College baseball is back, and that means all the dramatics of sports are back too. The Georgia Bulldogs have played their first five games of the season and are already feeling that passion that is sometimes called chippiness. On Tuesday night, the Bulldogs traveled to Marietta to play the Kennesaw State Owls and found themselves in a trap game. The eighth-ranked Bulldogs found themselves down four early.
Along the way the team found themselves unhappy with the handling of the game. A few calls went against the Bulldogs and riled up the dugout. Then, in the seventh inning, head coach Wes Johnson was ejected arguing about a strike call.
“We needed something to get going,” said Johnson. “It got pretty chippy… I mean those kind of things come out in games like that.”
The Bulldogs did get going. The team, now down two late, responded emphatically. In the same inning, Slate Alford crushed a home run into deep left. Despite still being down a run late, Alford watched his home run with pride and then pointed at the Owls’ pitcher before rounding the bases. The antics did not stop there.
In the bottom of the seventh, Davis Chastain had words for the opposing team’s dugout, which caused him to have to sit out the rest of the game with his head coach. Ryan Black, making his season debut, then crushed a home run of his own to tie the game in the eighth. The Bulldogs then pulled out a victory late, scoring two runs in the ninth and winning 6-4 in an emotional win.
Brian Curley, a talented pitcher for the Bulldogs, got in on the fun after throwing the game-winning strike, tossing his glove and talking to his dugout as they poured onto the field. Curley seemed pleased with the moment while recounting it the next day.

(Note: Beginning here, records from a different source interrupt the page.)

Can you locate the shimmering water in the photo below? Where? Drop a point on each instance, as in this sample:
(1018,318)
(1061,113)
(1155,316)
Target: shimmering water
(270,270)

“I feel like that’s good for college baseball,” he said. “I’d say road games… it gets us stronger and closer than before.”
The opening road streak has now come to a close, and the Bulldogs will finally get to open up the new season at home this weekend. It will be a special opening home weekend, as the Dawgs will be showing off their newly renovated stadium for the first time in a doubleheader. It’s not hard to imagine that there will be more energy from these chippy Bulldogs as they host the University of Illinois Chicago.
“We got a lot of competitors on this team,” said Devin Obee. “But at the end of the day… just being able to like, control it and… have a control competitiveness.”
Controlling competitiveness will be crucial to any program trying to survive the cannibalistic SEC this season. The Bulldogs are off to a very interesting start.